Fig. 4.

The effect of Surf4 knockdown on the level of apoB and apoA-I in cultured cells. A–C: Knockdown of Surf4. Huh7 and HepG2 cells were transfected with scrambled (Scram.) or one of the two Surf4 siRNAs (Surf4-1 and Surf4-2). About 36 h after transfection, the cells were incubated with oleic acid for 4 h, washed, and then incubated in DMEM without FBS and oleic acid for 16 h. Whole cell lysate was prepared. Same amount of total proteins in whole cell lysate (top) and culture medium (bottom) was applied to Western blot using antibodies indicated. Similar results were obtained from at least five experiments. The relative densitometry was the ratio of the densitometry of target to that of transferrin receptor in whole cell lysate or albumin in medium in the same condition.

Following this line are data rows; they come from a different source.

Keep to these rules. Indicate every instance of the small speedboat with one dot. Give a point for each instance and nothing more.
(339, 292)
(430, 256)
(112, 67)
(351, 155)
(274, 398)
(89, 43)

The ratio of the relative densitometry was the ratio of the relative densitometry of the target in Surf4 knockdown cells to that of the same target in the control cells transfected with scrambled siRNA. The relative densitometry of the target in the control cells was defined as 1. D: Coimmunoprecipitation. The same amount of whole cell lysate from Huh7 or HepG2 was incubated with the preimmune serum (Pre) or a rabbit anti-Surf4 antibody (1195Sa) and protein-G agarose. Whole cell lysate (input) and immunoprecipitated proteins (IP-Beads) were applied to Western blot with antibodies indicated. Similar results were obtained from at least three more experiments. E–G: Confocal microscopy. Huh7 cells were fixed, permeabilized, and then incubated with a goat anti-apoB (abcam) and a rabbit anti-Surf4 antibody, followed by confocal microscopy; apoB (green), Surf4 (red), and DAPI (blue). An x–y optical section of the cells illustrates the cellular distribution of proteins (magnification: 325×). Representative images were shown.